LGF

-RetweetThe Robot Pillory

Mon, Mar 10, 2003 at 9:38:25 am PST

It’s very gratifying to see so many ill-behaved web robots falling into our trap; so gratifying that I’ve put together a dynamically updated page showing the evil robots’ information: the robot pillory. We caught another one this morning. Feel free to throw rotten fruit.

UPDATE: when a spambot is caught in our trap, here is the page they get served when they try to crawl LGF.

Advertisement

48 comments

  • Comments are open and unmoderated, and do not necessarily reflect the views of Little Green Footballs.
  • Obscene, abusive, silly, or annoying remarks may be deleted, but the fact that particular comments remain on the site in no way constitutes an endorsement of their views by Little Green Footballs.
  • Posts that contain phone numbers, street addresses, email addresses or other personal information will also be deleted, as will posts that consist only of a variation on the word, "First!"
  • Comments that advocate violence will be cause for immediate banning with no appeal.
  • Disagreement and debate are welcome, but insults and abuse are not, and may cause your account to be blocked.
  • REMEMBER: posting comments at LGF is a privilege, not a right. Abuse that privilege, and your account will be blocked.

Hide comments | Jump to bottom

1 Dar ul Harb  Mon, Mar 10, 2003 7:59:10am

Haaahhhk pthooie!

2 Michael_in_TN  Mon, Mar 10, 2003 8:01:30am

LGF: You're in trouble, program. Why don't you make it easy on yourself. Who's your user?
BOT: Forget it, mister high-and-mighty Master Control! You're not going to make me talk!
LGF: Suit yourself.

3 Jacob LaRow  Mon, Mar 10, 2003 8:20:48am

I am confused as to what exactly is going on here.

4 BigDogDaddy  Mon, Mar 10, 2003 8:22:44am

Super! Great! Wonderful! Bravo!

Now, please tell me what the h-e-double hockey sticks this means and why I'm supposed to care? Color me clueless on this one.

5 Crill  Mon, Mar 10, 2003 8:25:26am

Did you send a complaint to the University of Iowa about #2?

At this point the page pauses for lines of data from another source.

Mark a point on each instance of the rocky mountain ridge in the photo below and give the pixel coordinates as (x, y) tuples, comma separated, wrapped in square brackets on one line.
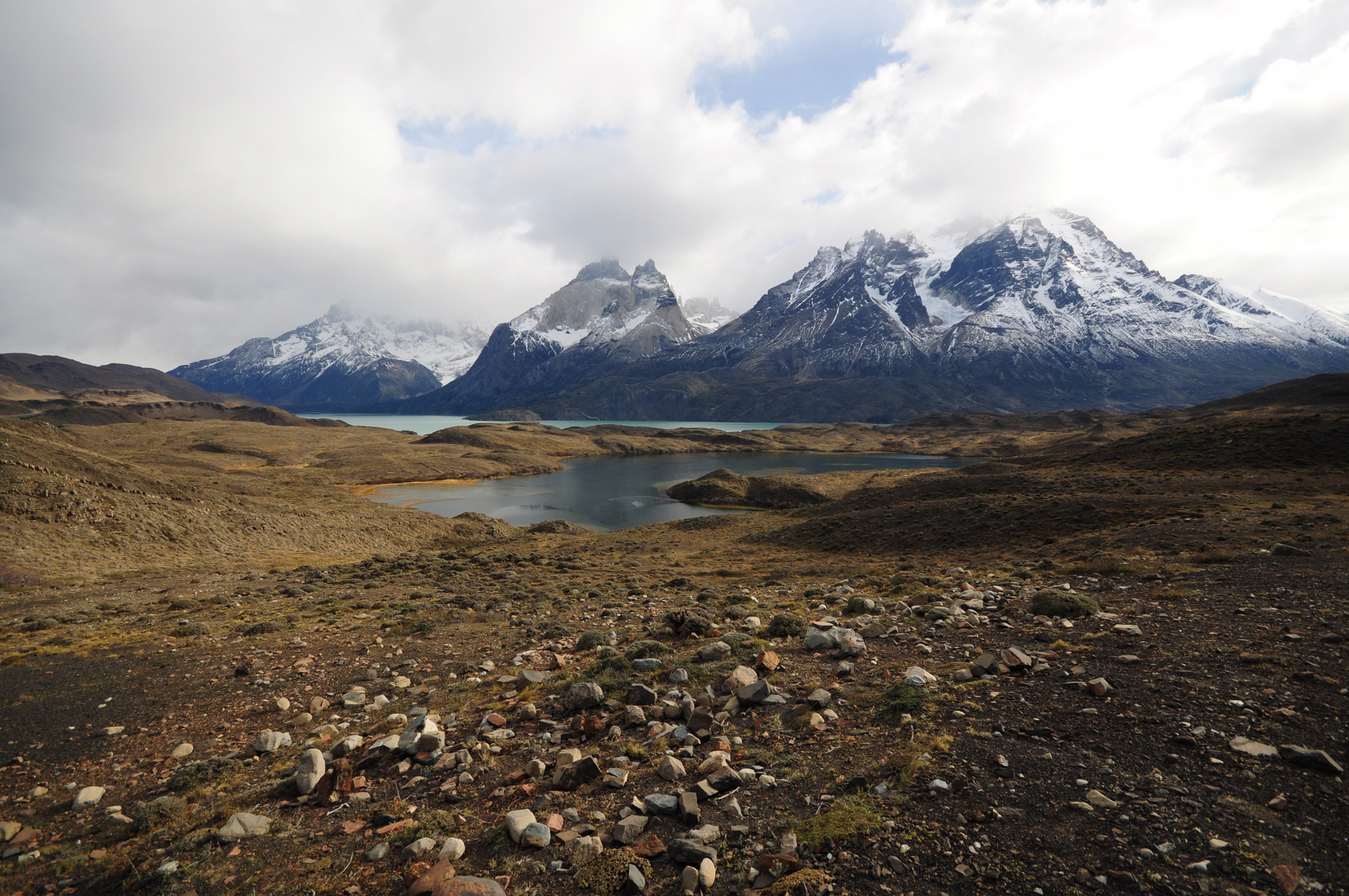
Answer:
[(1042, 312), (343, 361), (603, 319)]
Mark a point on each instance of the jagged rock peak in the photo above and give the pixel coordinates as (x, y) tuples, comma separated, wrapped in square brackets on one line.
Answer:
[(603, 269)]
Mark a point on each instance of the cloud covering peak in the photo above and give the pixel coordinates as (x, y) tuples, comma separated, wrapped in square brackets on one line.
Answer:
[(176, 178)]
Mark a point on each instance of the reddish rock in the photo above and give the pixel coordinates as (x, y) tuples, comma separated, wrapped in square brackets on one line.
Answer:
[(787, 863), (649, 846), (429, 878), (470, 887)]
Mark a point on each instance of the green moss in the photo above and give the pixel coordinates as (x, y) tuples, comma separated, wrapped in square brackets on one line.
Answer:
[(1055, 602), (607, 872), (592, 640), (645, 650), (811, 878), (786, 625), (849, 818), (899, 699)]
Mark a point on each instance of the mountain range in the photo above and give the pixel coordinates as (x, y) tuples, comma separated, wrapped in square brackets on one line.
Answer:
[(1040, 312), (343, 362)]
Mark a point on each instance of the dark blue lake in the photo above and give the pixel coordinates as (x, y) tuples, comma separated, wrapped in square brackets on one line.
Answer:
[(618, 493)]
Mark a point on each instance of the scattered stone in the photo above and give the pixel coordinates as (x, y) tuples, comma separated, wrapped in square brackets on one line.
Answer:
[(1254, 747), (517, 822), (918, 676), (1318, 760), (670, 769), (420, 846), (739, 676), (583, 695), (312, 768), (243, 825), (584, 849), (86, 798), (641, 695), (1100, 799), (536, 835), (715, 650), (271, 741)]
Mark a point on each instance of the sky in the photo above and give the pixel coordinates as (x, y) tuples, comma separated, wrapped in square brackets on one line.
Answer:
[(176, 178)]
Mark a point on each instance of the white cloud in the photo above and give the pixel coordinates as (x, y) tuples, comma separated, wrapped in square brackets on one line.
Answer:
[(176, 178)]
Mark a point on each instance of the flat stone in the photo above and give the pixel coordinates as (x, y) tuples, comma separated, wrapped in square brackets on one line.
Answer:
[(243, 825), (1100, 799), (661, 803), (271, 741), (470, 887), (691, 852), (577, 773), (1254, 747), (86, 798), (1318, 760), (670, 769)]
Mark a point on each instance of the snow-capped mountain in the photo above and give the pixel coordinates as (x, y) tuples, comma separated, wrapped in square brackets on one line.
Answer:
[(605, 316), (1040, 312), (343, 362)]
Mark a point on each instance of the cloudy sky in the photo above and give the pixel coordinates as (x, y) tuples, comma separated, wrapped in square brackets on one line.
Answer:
[(177, 177)]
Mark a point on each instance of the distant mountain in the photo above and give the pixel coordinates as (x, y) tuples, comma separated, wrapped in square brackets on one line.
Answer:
[(603, 319), (343, 362), (1042, 312)]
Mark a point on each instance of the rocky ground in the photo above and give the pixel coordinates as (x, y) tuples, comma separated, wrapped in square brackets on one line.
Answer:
[(1112, 668)]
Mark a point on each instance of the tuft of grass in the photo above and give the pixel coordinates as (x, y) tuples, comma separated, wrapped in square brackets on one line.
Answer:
[(849, 818), (899, 699)]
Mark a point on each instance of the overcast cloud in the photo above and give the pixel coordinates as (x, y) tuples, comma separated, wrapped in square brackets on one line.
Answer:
[(178, 177)]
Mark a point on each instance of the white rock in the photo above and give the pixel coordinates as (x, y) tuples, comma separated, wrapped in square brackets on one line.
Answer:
[(312, 768), (88, 798), (517, 822), (454, 849)]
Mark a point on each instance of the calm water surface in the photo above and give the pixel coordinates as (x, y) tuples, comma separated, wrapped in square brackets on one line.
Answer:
[(618, 493), (422, 424)]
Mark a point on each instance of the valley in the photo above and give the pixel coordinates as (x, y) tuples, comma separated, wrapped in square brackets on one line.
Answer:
[(1109, 656)]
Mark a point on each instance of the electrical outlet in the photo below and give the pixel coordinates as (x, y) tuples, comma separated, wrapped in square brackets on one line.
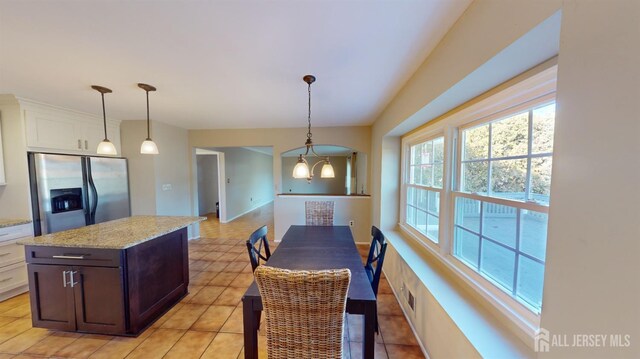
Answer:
[(411, 300)]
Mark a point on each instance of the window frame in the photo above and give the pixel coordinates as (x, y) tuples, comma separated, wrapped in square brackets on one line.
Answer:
[(530, 91), (406, 177)]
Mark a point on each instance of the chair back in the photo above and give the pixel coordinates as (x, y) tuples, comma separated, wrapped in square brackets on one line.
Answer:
[(304, 311), (318, 213), (256, 242), (375, 258)]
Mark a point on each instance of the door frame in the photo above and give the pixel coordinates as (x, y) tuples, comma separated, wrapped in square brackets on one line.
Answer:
[(222, 189)]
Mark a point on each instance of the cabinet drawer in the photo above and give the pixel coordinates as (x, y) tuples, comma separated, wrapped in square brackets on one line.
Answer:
[(13, 232), (74, 256), (11, 253), (13, 276)]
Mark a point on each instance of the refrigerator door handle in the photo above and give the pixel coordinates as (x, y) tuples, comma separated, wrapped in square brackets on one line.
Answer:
[(94, 193)]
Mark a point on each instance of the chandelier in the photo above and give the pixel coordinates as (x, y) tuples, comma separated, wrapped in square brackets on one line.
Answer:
[(301, 170)]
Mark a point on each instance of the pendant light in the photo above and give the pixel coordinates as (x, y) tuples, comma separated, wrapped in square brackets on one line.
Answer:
[(301, 170), (148, 146), (105, 147)]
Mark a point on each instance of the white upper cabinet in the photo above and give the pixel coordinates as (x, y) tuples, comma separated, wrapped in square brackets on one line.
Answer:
[(67, 131), (3, 180)]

6 evil robot  Mon, Mar 10, 2003 8:47:31am

HAVE BEEN DETECTED
10010100
IF DETECTED THEN FLEE
IF NOT FLEE THEN RETRY
IF RETRY USELESS THEN SHRUG SHOULDERS
111001
AND GO
IF GO THEN WEEP
BOOHOO

7 Elizabeth  Mon, Mar 10, 2003 8:48:28am

Something tells me that the "Rogers.Webtv" inquiry was triggered through my presence here and they've seen the LGF website so many times on my log that someone scanning the Rogers users has decided to check you out. There may be other people here from Canada who use Rogers as a server too for their computers. It's definitely a Canadian-only server.

HaaaccckKK! PHats!hooey!!!

8 SecHumanist  Mon, Mar 10, 2003 8:48:32am

That's awesome, hehehehe. Thanks for publishing it Charles, now I can add them to all my .htaccess files :)

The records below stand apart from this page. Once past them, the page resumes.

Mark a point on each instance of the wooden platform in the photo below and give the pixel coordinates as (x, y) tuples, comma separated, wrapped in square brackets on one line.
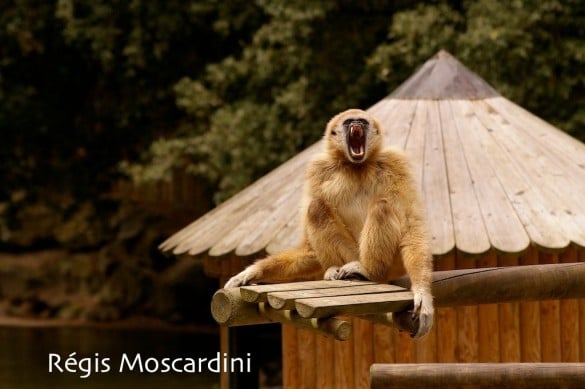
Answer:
[(316, 305)]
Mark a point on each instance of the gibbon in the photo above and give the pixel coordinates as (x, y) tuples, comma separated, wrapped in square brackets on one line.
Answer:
[(362, 213)]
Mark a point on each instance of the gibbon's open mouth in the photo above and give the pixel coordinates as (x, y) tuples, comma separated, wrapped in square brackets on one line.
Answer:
[(356, 139)]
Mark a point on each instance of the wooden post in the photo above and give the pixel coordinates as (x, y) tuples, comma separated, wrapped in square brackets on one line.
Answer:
[(504, 284), (477, 375), (228, 309)]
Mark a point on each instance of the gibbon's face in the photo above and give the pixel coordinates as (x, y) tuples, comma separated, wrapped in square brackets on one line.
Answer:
[(355, 134)]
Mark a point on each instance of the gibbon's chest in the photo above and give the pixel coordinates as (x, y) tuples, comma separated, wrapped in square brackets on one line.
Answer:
[(350, 197)]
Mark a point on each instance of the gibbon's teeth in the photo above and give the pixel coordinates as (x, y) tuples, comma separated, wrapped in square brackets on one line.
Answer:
[(356, 141)]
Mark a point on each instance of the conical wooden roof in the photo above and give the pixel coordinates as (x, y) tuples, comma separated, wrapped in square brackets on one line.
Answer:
[(493, 175)]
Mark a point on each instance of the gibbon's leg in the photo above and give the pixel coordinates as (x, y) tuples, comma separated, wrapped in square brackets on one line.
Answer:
[(379, 243), (333, 243), (292, 265), (418, 263)]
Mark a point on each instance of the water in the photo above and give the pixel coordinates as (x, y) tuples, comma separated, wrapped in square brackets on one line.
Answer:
[(24, 357)]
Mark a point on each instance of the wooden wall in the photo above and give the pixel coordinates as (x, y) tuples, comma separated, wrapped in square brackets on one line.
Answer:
[(546, 331)]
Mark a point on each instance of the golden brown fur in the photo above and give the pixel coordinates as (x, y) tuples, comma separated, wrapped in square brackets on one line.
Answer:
[(362, 214)]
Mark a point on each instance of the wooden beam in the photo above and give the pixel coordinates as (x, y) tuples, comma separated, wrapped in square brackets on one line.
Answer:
[(258, 293), (504, 284), (228, 309), (477, 375)]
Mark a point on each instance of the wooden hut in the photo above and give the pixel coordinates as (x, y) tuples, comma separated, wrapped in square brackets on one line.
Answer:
[(501, 187)]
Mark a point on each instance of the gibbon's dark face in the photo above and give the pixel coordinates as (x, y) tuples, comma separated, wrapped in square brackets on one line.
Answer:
[(356, 132), (353, 134)]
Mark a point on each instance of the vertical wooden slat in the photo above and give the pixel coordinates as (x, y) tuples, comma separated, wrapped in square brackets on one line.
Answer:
[(581, 258), (363, 352), (405, 351), (325, 362), (306, 359), (343, 357), (446, 320), (549, 320), (426, 348), (224, 339), (383, 344), (290, 368), (467, 323), (569, 315), (509, 319), (489, 326), (530, 319)]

9 selpaw  Mon, Mar 10, 2003 8:54:34am

GOTCHA!
Good for you!

#5 Crill

Did you send a complaint to the University of Iowa about #2?

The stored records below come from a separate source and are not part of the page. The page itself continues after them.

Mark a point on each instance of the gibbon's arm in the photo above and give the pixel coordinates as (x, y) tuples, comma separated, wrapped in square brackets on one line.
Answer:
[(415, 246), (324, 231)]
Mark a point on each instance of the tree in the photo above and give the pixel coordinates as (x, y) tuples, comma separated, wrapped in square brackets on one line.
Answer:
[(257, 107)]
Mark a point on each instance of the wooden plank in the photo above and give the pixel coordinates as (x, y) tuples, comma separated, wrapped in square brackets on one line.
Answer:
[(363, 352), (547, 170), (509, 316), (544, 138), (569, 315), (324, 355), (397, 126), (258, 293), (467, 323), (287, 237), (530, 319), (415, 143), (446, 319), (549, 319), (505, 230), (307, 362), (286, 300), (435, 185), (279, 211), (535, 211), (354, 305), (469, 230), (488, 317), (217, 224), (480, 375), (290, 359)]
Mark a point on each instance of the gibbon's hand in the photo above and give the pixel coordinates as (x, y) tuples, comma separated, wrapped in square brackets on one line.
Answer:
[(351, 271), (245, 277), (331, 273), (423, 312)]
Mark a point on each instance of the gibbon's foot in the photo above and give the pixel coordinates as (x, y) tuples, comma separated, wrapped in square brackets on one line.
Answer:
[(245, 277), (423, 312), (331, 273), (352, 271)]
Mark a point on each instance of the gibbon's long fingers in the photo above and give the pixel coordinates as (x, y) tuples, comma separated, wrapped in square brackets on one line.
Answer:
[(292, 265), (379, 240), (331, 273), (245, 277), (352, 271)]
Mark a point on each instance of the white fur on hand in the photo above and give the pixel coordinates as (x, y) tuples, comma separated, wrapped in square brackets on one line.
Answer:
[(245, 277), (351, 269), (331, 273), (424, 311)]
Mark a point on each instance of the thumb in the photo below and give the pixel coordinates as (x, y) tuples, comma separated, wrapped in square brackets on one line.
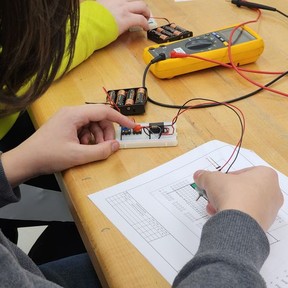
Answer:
[(100, 151)]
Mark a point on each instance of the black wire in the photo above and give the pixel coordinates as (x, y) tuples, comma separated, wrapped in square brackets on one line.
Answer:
[(206, 105), (218, 103), (282, 13)]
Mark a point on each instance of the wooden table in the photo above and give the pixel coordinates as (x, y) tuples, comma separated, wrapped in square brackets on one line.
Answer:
[(120, 65)]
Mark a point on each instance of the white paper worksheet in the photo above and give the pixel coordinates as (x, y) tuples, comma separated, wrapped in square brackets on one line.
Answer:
[(157, 211)]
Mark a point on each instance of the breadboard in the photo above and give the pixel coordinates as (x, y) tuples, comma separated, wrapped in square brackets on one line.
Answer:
[(148, 139)]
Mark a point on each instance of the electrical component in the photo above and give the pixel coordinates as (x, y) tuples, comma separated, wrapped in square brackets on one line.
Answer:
[(168, 33), (129, 101), (246, 47), (158, 134), (252, 5)]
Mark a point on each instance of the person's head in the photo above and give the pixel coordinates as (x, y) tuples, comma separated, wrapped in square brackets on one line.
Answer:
[(32, 45)]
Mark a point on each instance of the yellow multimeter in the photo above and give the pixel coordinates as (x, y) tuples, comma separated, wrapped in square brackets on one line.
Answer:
[(246, 48)]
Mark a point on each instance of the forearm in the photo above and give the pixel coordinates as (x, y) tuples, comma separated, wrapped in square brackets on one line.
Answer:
[(233, 248), (7, 194)]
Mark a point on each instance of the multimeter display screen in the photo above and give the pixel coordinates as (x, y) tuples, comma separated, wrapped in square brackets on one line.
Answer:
[(239, 36)]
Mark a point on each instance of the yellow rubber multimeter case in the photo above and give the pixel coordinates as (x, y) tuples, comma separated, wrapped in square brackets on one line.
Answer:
[(246, 48)]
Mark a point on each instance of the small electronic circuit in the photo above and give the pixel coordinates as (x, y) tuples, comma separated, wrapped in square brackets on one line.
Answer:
[(168, 33), (157, 134), (129, 101)]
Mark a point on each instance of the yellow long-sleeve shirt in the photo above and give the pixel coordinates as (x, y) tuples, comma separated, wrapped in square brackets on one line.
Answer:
[(97, 28)]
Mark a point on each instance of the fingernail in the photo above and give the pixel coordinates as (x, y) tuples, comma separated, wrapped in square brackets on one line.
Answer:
[(198, 173), (115, 146)]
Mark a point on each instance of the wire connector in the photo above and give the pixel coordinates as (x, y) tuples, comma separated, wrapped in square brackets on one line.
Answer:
[(158, 58)]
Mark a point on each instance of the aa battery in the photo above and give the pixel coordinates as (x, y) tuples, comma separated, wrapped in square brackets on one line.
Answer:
[(121, 95), (111, 97), (172, 30), (130, 97), (165, 32), (178, 28), (140, 96), (159, 35)]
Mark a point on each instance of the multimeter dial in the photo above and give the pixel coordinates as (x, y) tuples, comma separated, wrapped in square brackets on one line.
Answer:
[(246, 47), (199, 44)]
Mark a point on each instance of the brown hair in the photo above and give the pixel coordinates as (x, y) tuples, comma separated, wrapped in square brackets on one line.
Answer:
[(32, 46)]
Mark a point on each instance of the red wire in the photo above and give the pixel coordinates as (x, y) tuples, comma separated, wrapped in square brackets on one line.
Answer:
[(222, 103), (239, 70), (232, 65)]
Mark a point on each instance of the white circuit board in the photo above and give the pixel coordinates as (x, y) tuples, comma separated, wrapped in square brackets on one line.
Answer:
[(148, 137)]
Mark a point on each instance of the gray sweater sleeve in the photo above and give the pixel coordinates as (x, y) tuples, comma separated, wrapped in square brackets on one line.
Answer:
[(232, 249), (7, 194)]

My guess is that Weeg will (weegle) out and play ignorant on this.

10 Refinance Your Mortgage  Mon, Mar 10, 2003 9:06:23am

I have no idea that LGF is doing, but if it means even one less piece of crap in anyone's email offering to shrink their mortgage, enlarge their penis, or expand the amount of ink their printer uses, I am all for it.

11 Frank IMC  Mon, Mar 10, 2003 9:06:45am

Re Bot#8 -

They mean to win at Wimbledon.

12 dennisw  Mon, Mar 10, 2003 9:08:27am

Grave awaits you, you monkey's mustache!! Hahahhaha!

13 Insufferably Expensive  Mon, Mar 10, 2003 9:24:13am

It doesn't hurt to transform all their ancestors into sloths for ten generations or so, either.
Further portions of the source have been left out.